States, MPOs Warn of ‘Dramatic’ Rise in Restricted Areas Under EPA Ozone Proposal

AASHTO Journal, 20 March 2015

AASHTO and the Association of Metropolitan Planning Organizations told the EPA that the agency’s proposal to tighten ozone standards would sharply increase the number of counties and states that would be subject to restrictions that could curb transportation projects.

They said the rule change could make hundreds more counties subject to costly administrative burdens and slowdowns in transportation projects.

The EPA, in a Dec. 17 Federal Register notice, said it is proposing to reduce the level of ozone it permits under National Ambient Air Quality Standards to 70 or 65 parts per billion, from the current 75.

But on behalf of state departments of transportation and local MPOs, the associations in a formal comment letter said “the proposed rule will dramatically expand the number of areas subject to transportation conformity requirements, including many areas in which local governments have limited, if any, ability to reduce ozone levels through changes in transportation plans and projects.”

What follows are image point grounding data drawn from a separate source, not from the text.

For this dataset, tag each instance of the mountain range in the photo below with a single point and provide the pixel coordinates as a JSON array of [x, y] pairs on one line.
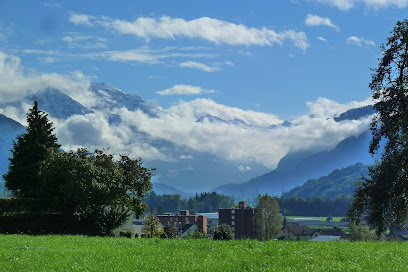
[[194, 170]]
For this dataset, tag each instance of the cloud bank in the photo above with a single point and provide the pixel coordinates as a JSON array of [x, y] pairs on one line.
[[315, 20], [185, 90], [209, 29], [201, 124], [359, 41], [374, 4]]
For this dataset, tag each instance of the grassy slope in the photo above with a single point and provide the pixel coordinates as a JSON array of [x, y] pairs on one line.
[[76, 253]]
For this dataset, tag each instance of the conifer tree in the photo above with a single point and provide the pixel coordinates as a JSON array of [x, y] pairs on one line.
[[383, 197], [29, 149], [268, 220]]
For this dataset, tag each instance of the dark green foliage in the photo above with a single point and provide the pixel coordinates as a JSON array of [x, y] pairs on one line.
[[93, 192], [223, 232], [15, 205], [28, 151], [340, 181], [151, 224], [384, 195], [170, 231], [268, 220], [198, 234], [36, 224], [95, 189], [317, 206], [360, 232]]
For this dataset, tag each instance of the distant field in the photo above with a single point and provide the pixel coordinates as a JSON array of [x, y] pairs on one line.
[[335, 219], [78, 253]]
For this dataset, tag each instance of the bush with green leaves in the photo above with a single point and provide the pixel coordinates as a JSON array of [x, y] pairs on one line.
[[223, 232], [170, 231]]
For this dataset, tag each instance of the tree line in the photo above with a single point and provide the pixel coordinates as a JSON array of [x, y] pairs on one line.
[[75, 192], [204, 202]]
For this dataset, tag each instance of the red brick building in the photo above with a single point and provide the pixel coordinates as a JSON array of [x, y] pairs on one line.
[[240, 219], [179, 220]]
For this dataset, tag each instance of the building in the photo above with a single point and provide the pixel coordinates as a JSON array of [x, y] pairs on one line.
[[240, 219], [299, 233], [179, 220], [336, 231], [212, 218]]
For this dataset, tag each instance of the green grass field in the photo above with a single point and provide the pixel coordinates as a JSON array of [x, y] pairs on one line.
[[78, 253], [335, 219]]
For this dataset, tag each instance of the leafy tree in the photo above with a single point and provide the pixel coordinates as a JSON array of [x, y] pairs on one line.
[[151, 224], [198, 234], [384, 195], [170, 231], [268, 220], [360, 232], [95, 189], [28, 151], [223, 232]]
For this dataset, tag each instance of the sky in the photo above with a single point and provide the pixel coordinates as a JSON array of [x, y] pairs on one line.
[[262, 61], [269, 56]]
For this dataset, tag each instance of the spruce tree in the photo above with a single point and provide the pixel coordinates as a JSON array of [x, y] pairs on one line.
[[29, 149], [268, 220]]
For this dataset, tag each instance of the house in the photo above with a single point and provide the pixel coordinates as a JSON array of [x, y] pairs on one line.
[[212, 218], [335, 231], [240, 219], [325, 238], [184, 218], [187, 229], [299, 233]]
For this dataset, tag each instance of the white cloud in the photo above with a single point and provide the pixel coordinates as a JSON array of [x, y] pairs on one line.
[[146, 55], [212, 30], [359, 41], [243, 134], [81, 19], [94, 132], [375, 4], [244, 168], [324, 107], [186, 157], [83, 41], [198, 65], [15, 85], [258, 139], [184, 90], [5, 31], [315, 20]]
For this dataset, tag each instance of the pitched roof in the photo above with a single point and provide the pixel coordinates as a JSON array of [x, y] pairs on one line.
[[186, 227], [300, 230], [334, 232]]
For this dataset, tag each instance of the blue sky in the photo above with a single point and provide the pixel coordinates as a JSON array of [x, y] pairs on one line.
[[319, 48], [260, 62]]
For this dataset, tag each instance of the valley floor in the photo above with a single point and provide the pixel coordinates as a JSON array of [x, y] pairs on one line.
[[78, 253]]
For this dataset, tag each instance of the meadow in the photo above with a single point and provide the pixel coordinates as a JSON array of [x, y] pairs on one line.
[[79, 253]]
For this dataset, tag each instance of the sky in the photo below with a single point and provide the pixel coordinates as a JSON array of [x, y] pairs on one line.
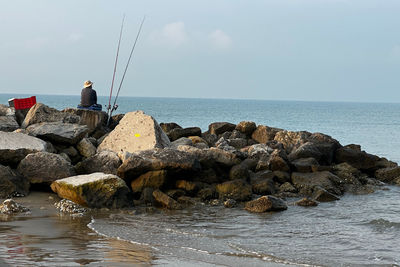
[[308, 50]]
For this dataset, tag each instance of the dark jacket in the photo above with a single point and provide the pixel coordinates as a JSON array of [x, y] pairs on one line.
[[88, 97]]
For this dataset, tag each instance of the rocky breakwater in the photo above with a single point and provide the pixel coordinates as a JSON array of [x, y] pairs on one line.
[[137, 161]]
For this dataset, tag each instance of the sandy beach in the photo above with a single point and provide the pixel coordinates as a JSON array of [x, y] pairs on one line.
[[46, 237]]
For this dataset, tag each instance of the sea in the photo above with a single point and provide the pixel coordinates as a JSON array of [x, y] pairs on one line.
[[357, 230]]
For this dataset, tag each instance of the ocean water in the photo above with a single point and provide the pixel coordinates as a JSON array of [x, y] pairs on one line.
[[358, 230]]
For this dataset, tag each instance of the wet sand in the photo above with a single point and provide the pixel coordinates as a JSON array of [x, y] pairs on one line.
[[45, 237]]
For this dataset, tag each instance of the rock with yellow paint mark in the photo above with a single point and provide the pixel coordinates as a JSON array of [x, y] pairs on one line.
[[135, 132]]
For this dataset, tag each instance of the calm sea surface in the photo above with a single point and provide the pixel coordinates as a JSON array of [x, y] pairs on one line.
[[355, 231]]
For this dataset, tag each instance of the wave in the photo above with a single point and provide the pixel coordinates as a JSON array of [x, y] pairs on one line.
[[383, 223]]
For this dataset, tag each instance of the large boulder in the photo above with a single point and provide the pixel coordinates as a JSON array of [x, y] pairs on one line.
[[59, 132], [92, 119], [96, 190], [263, 134], [157, 159], [291, 140], [223, 157], [42, 113], [86, 148], [8, 123], [135, 132], [12, 183], [236, 189], [6, 110], [355, 157], [44, 167], [105, 161], [307, 182], [218, 128], [266, 203], [15, 146], [177, 133]]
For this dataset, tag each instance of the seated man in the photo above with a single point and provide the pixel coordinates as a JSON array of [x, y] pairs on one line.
[[89, 97]]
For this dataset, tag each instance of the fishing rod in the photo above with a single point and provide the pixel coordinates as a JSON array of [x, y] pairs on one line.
[[115, 70], [115, 106]]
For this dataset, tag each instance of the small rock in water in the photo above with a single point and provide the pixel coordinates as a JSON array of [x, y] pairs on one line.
[[9, 206], [68, 206], [230, 203], [306, 202]]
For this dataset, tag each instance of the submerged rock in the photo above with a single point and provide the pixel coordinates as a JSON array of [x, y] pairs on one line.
[[165, 201], [9, 206], [67, 206], [96, 190], [15, 146], [266, 203], [236, 189], [306, 202], [135, 132]]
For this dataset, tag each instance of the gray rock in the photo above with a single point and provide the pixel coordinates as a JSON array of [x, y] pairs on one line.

Currently, AASHTO and AMPO wrote, 227 counties around the country are designated as nonattainment areas for the 75 ppb standard. But they said that number would swell to 358 counties under a 70 ppb rule, and jump to 558 under the 65 ppb standard.

“We urge EPA to consider the consequences for transportation conformity requirements when setting and implementing any new NAAQS for ozone,” the groups said.

AASHTO and AMPO warned that “for states and MPOs, the change in the NAAQS will have significant practical implications, including administrative burdens and slowdown in project delivery.”

They also pointed to an analysis from the EPA that if all current regulations are implemented, including new vehicle fuel efficiency and emission standards, that few counties would be outside the attainment goals of the proposed ozone rule within 10 years.

“In other words, the vast majority of counties that will be designated as non-attainment under the NPRM will come into compliance with the proposed standards without any additional action being taken – and yet they still would need to undertake a time-consuming and burdensome transportation conformity process,” the associations said.

Meanwhile, they said, the proposed rule would impose on many more counties and states a rigorous compliance process for their transportation plans and projects.

“The transportation conformity process will impose a difficult – if not impossible – task in places where background [ozone] levels are so high that there is little that can be done through transportation planning to reduce ambient ozone,” AASHTO and AMPO said. “And in many other counties, transportation conformity will impose burdens without corresponding benefits, because the areas would meet the new standards without any additional action being taken.”

To address the imbalance between burdens and benefits, AASHTO and AMPO recommended that if the EPA goes ahead with the rule change, it “use all regulatory flexibilities available within existing law to defer the imposition of transportation conformity requirements on areas that EPA’s own modeling shows will come into compliance with the NAAQS without any additional actions being taken.”